Pregnant women who receive an H1N1 vaccine are unlikely to experience higher risks of birth defects, according to a study carried out by researchers in Sweden.

Published in the journal Annals of Internal Medicine, the study involved population-based research on children born from Oct. 1, 2009 to Oct. 1, 2011 to women who were administered Pandemrix, a monovalent AS03-adjuvanted H1N1 vaccine while they were pregnant. Dr. Jonas Ludvigsson and colleagues took into account familial factors to evaluate the kind of risk the children had for birth defects.

Of the 40,983 children who were part of the study, 7,502 were exposed to the vaccine within the first 8 weeks of gestation while 14,385 of the children were exposed during their first trimester. The subjects were then compared to 197,588 unexposed children, many of them siblings.

Based on the researchers' findings, 2,037, or 4.97 percent, of the exposed and 9,443, or 4.78 percent, of the unexposed children had birth defects.
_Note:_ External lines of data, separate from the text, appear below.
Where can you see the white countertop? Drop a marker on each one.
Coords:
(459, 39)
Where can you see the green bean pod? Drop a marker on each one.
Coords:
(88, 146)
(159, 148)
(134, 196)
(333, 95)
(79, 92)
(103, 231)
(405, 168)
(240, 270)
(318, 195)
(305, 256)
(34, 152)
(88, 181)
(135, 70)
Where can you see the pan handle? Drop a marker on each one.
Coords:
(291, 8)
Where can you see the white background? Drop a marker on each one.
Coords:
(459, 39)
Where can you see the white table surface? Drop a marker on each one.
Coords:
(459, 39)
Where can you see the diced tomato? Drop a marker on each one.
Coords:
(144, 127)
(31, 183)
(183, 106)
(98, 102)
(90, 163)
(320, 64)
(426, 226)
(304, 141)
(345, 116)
The exposed and unexposed children had a corresponding risk difference of 0.10 percent for those with mothers who were vaccinated during their first 8 weeks, and 0.16 percent for those who were exposed in their first trimester.

When they compared siblings, the researchers were not able to find a statistically relevant difference in risk.
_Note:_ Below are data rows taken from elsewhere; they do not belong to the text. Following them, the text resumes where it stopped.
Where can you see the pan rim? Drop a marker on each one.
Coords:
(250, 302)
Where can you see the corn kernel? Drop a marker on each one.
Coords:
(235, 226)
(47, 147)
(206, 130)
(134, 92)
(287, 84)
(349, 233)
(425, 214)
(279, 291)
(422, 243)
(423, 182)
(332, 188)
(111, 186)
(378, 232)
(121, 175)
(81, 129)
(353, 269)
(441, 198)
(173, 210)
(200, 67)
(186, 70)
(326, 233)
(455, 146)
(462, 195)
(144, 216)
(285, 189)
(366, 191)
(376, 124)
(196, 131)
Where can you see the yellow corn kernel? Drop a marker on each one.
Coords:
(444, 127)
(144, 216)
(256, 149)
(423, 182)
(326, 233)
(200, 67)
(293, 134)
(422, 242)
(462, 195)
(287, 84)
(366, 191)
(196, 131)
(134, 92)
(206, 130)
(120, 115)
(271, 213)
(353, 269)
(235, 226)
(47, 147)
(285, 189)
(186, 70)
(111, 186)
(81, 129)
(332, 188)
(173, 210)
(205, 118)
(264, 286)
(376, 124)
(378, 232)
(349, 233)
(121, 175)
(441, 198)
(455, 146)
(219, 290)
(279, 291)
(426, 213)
While it's definitely good to hear that the H1N1 vaccine is an unlikely cause of birth defects, the researchers acknowledged limitations in their study, such as only data on live births were used. If information on induced abortions and miscarriages were included, it is possible that results may be different. As such, further study is needed on the topic to fully identify the effects of the H1N1 pandemic influenza vaccine on fetal development.

It is important to examine the risks of vaccines administered to pregnant women during the first trimester because this is when early organ development happens, with embryos particularly vulnerable to various agents.

Within the same period though, another study has found that it is fine for pregnant women to get MRIs, if needed. Earlier works have presented the procedure to be safe for both fetus and mother during the second and third trimester but this is the first time that the first trimester has been specifically cleared for MRI use.

In the United States, birth defects are present in one in every 33 babies born, accounting for 20 percent of all infant-related deaths. They can manifest in every part of the body, and 10 percent of cases observed at birth can be traced back to a specific nutritional, biologic, drug and environmental factor that led to the defect. Just 20 percent of birth defects are associated with chromosomal changes or genetics.